井上尚弥の“右足”

 いや〜、またしてもとんでもないものを見せてもらってしまいました。
敢えて言わなくても、みなさんおわかりでしょう。そう、“モンスター”ですよ。

 国内の、いやいや海を飛び越えて世界中のメディアが騒然となって、色めき立って、あーでもない、こーでもないって彼のボクシングを解説してます。でも、当サイトで石井一太郎会長が書いた『井上尚弥の真髄』が、新たな見解でとってもグッド!

 尚弥の父・真吾トレーナーはかつて極真空手をやっていて、きっと“武道の精神”は息子たちを鍛える点でキーになってる。それに、他人にはどうしようもできないDNAがある。尚弥にも間違いなく遺伝しているはずです。それに、大ケガをした右拳を鍛えるために、素手でサンドバッグを殴ってるし。あれって、「極真魂」ですよね? だから石井会長の武道の話、とても頷けます。

 あとは、海外の、YouTubeを見たと思しきファンのコメント。
「イノウエは、GGGのパワーを持ち、カネロのスキルを持っている」なんてのもあって、「わかってんじゃん!」って小躍りしそうになりましたけど、いや待てよ、もうすでにゴロフキンもカネロも軽く凌駕しちゃってんじゃね?って思い直したりなんかして。

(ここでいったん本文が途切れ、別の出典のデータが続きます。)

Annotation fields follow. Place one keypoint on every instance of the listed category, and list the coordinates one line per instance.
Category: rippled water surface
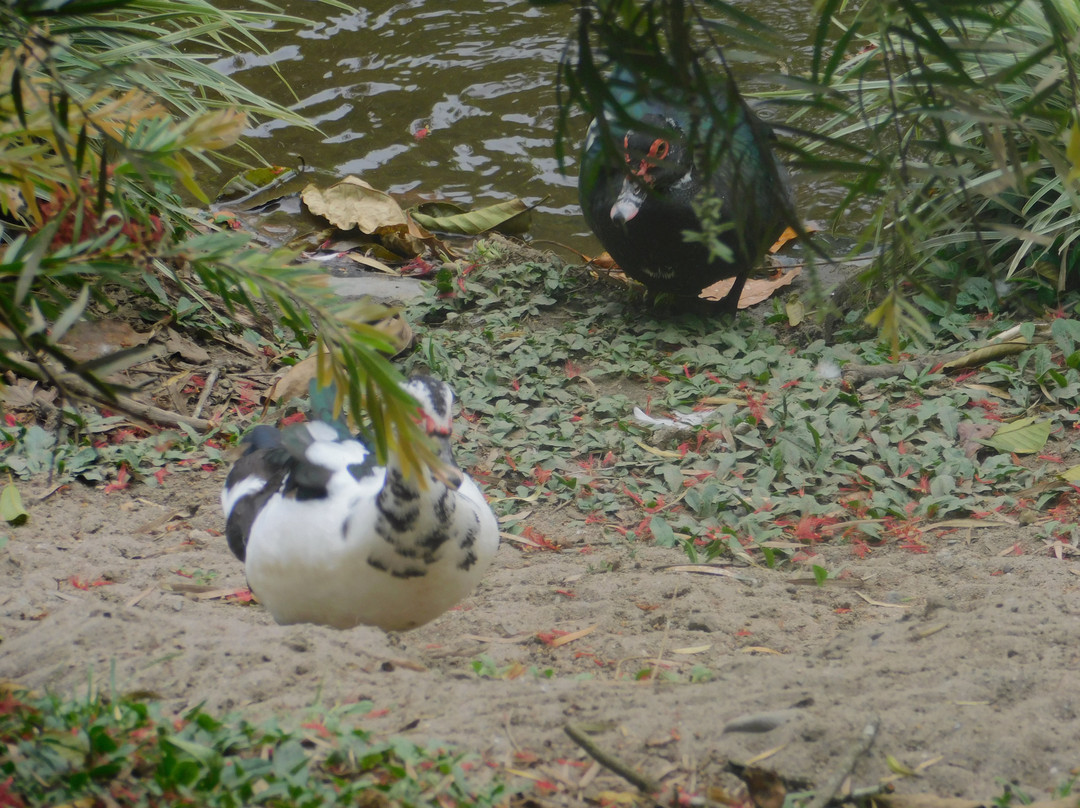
(450, 101)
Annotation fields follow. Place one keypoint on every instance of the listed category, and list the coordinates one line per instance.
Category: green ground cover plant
(550, 365)
(129, 751)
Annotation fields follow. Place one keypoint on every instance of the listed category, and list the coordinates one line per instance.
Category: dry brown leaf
(354, 203)
(785, 237)
(754, 292)
(90, 339)
(766, 788)
(604, 260)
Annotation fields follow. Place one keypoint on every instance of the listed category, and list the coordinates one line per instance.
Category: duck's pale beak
(629, 202)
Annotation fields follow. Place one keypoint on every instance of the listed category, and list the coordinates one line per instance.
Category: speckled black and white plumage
(329, 537)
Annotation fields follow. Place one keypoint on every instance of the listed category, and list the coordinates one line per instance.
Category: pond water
(449, 101)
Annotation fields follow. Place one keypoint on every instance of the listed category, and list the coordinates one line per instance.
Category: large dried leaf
(354, 203)
(510, 217)
(754, 292)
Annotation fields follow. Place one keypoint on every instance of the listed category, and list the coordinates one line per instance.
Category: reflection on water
(455, 103)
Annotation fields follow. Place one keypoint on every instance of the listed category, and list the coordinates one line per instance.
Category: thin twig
(130, 406)
(204, 395)
(861, 746)
(612, 764)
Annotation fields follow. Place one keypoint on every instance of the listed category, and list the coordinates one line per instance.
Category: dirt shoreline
(962, 655)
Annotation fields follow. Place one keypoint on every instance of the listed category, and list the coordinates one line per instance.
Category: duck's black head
(658, 162)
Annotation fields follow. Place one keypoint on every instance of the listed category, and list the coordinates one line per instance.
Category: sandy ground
(968, 658)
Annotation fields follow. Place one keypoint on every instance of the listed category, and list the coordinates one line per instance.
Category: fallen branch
(824, 795)
(612, 764)
(129, 406)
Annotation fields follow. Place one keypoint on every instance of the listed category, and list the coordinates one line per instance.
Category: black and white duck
(329, 537)
(638, 198)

 不肖私めも、言わせてもらいます。井上尚弥、「最初にして最後の2発」とどこも取り上げておりますが、合計4発のパンチを出しております。1発目は、パヤノがゆらりと入ってきたところへ、軽く左フックを。タイミングを測っただけのように。そして2発目はパヤノがグイッとステップインを強めたときに右アッパーカット。これは大橋秀行会長が、「わずかにずれたけど、あれが決まってればそこで終わってた」と振り返ったやつ。真吾トレーナーが思わず「ナイスアッパー!」って絶叫する声が、テレビにも入ってましたね。そして最後の2発──。

 最初の2発は、相手を引き寄せてのカウンター。そして最後の2発は、左グローブ(井上)と右グローブ(パヤノ)の駆け引きの中、右ジャブを引きずり出してのその内側を突き通す左アッパーみたいなやつ。ジャブとかストレートとか言われてますが、あれ、アッパーに近い気がします。そしていわゆるワンツーでなく、ワンのタイミングで2発目も打った。そう、あの右ストレート。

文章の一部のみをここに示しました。